La vie sans bornes

Le sens, rien que le sens. Ce que nous voulons : TOUT. Le carnaval des mots dits

25 octobre 2007

Le 24 octobre 2007

Juste remarque que celle de Dingo. On écrit pour être lu et pour être confronté à la critique. J'entends autour de moi beaucoup d'écrivains huer les critiques. Mais que seraient-ils sans eux ? Dans cette société de la communication à  outrance, du marketing à outrance, le critique littéraire sert de passeur entre l'écrivain et le lecteur.
Ecrivant sur ce blog, mes chroniques cet été, j'ai pris conscience de l'isolement dans lesquelles celles-ci me mettaient quand j'étais confrontée à mes propres mots et à mon propre silence. Un jour, une femme m'a remerciée d'avoir fait une critique d'un livre d'Ogawa : je lui avais donné envie de lire.
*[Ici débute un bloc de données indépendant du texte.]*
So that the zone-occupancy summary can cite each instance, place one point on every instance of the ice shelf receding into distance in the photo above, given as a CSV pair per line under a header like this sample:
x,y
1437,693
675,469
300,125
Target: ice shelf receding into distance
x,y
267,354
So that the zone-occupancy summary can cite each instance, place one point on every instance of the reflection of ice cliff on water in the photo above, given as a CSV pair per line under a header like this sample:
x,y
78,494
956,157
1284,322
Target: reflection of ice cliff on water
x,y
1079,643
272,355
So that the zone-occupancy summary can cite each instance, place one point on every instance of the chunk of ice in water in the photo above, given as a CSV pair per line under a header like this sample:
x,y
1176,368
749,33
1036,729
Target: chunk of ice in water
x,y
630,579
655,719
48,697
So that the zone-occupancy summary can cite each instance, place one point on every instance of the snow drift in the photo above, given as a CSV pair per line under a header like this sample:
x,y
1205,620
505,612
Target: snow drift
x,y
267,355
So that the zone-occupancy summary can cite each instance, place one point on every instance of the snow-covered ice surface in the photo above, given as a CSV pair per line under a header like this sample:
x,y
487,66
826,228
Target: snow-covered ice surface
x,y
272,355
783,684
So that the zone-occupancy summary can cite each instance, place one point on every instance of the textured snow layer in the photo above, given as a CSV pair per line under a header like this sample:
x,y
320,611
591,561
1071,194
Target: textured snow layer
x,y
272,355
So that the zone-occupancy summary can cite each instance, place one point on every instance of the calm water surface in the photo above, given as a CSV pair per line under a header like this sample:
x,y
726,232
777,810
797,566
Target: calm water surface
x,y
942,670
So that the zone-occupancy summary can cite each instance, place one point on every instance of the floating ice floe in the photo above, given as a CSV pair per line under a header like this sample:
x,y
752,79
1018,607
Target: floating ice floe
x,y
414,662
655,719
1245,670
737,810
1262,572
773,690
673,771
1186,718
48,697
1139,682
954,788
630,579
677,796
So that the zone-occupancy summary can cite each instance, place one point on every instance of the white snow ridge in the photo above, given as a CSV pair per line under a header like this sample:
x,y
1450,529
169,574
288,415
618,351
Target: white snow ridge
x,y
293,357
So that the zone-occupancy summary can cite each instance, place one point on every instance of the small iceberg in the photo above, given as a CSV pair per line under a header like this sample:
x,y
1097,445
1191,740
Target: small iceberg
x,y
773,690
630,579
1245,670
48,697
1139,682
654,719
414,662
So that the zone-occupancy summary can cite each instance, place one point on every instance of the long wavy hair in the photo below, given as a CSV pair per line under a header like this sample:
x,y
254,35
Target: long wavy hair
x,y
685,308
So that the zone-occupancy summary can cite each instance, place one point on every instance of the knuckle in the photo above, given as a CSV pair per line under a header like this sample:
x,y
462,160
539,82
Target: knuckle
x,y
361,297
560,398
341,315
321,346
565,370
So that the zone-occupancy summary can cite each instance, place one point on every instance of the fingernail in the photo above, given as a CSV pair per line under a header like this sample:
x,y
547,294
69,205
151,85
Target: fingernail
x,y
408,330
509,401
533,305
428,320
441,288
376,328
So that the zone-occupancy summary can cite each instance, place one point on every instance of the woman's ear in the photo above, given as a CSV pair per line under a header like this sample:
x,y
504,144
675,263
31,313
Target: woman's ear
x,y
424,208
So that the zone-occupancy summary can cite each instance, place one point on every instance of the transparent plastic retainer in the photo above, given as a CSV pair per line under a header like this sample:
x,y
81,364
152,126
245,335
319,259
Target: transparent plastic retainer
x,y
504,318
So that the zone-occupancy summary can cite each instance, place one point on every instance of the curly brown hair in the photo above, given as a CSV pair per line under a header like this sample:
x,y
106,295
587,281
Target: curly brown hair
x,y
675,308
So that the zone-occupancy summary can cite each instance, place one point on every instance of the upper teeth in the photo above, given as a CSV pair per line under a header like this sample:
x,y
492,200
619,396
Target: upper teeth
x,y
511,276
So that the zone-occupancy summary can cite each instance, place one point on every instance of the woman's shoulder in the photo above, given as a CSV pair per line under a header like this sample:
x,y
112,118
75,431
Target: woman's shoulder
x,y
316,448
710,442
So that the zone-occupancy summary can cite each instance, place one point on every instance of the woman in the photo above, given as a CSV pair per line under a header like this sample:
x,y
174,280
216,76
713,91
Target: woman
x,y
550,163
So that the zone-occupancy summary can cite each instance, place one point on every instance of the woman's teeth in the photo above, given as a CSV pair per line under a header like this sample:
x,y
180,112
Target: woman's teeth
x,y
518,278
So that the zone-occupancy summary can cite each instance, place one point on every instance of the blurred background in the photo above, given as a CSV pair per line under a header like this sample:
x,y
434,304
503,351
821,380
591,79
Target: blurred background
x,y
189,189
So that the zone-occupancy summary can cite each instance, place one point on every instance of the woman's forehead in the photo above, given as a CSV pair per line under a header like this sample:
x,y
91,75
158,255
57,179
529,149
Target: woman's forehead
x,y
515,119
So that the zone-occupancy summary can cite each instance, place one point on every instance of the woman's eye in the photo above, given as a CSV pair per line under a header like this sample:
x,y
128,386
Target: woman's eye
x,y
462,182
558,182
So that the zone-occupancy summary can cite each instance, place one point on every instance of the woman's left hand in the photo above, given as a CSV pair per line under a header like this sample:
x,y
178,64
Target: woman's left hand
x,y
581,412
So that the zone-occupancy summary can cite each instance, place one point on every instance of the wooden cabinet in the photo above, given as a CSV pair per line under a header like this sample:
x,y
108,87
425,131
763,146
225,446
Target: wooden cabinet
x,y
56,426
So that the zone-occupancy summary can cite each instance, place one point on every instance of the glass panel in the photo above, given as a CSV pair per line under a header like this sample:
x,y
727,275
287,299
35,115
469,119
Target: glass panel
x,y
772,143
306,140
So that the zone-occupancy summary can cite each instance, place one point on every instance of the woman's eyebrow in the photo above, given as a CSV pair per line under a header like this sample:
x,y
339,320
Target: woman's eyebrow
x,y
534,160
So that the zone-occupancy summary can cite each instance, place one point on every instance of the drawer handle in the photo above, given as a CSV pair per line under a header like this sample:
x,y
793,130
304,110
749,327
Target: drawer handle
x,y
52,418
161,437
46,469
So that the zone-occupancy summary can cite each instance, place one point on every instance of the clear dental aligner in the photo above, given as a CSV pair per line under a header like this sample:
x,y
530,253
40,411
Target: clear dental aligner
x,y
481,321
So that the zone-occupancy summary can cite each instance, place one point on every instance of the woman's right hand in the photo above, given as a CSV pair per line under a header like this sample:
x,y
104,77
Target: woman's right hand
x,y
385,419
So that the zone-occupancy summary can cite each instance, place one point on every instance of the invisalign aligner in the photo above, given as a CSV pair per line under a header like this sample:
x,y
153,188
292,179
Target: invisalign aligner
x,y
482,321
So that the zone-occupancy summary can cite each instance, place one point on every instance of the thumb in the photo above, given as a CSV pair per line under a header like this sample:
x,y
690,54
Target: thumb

Ma journée s'en est trouvée éclaircie.
L'écriture est narcissique puisqu'elle recherche la reconnaissance, avoir un blog est le narcissisme à l'état pur, je suis là, je vous parle, écoutez-moi, je vous donne une ligne directrice etc.
Je n'ai pas envie de cela.
Imaginez ce que Barthes pourrait écrire en lisant les blogs, je sais qu'il est passé aux oubliettes, puisque maintenant plus rien n'est construit, détruisons ce que nous avons encensé pour faire autrement, évolution d'une société qui perd son sens.
En ce matin gris et triste, j'ai envie de donner du bonheur.
N'est-ce pas hautement prétentieux ?

Posté par estherd à 10:56 - Commentaires [9] - Rétroliens [0] - Permalien [#]


22 octobre 2007

le 22 octobre 2007

En ce jour où la lecture de la lettre de Guy Moquet dans les lycées fait débat, je me pose justement la question sur la lecture ou sur les lectures. Avons-nous tous le même regard sur un texte ? Les mêmes interprétations ? J'étais, déjà, lors de mes études très en suspens par rapport aux commentaires composés que nous devions rendre. Très en recul.
Le commentaire d'une de mes  amies, l'autre jour, m'a particulièrement interpellée. "Tu n'écris que de l'autobiographie". Je me suis sentie blessée par cette remarque. Cette blessure, je le sais, provient du problème que j'ai avec la représentation. Mais est-ce la seule explication ? Pensant aux écrits de Forrest, je me demande jusqu'où peut aller l'écriture. Quelles sont les limites de l'autobiographie, doit-on tout dire ? L'écriture deviendrait-elle un divan de psychanalyste et le lecteur le thérapeute ? D'autre part dans le récit autobiographique, où l'écrivain met nécessairement en scène ses proches, n'y a-t-il pas un débordement ?
Je m'interroge ...
Le ciel est plombé sur Paris, depuis peu, il fait froid.
Cécilia et Nicolas ont divorcé, on ne parle plus que de cela.
J'ai peur que le sens se perde dans cette peopolisation à outrance ...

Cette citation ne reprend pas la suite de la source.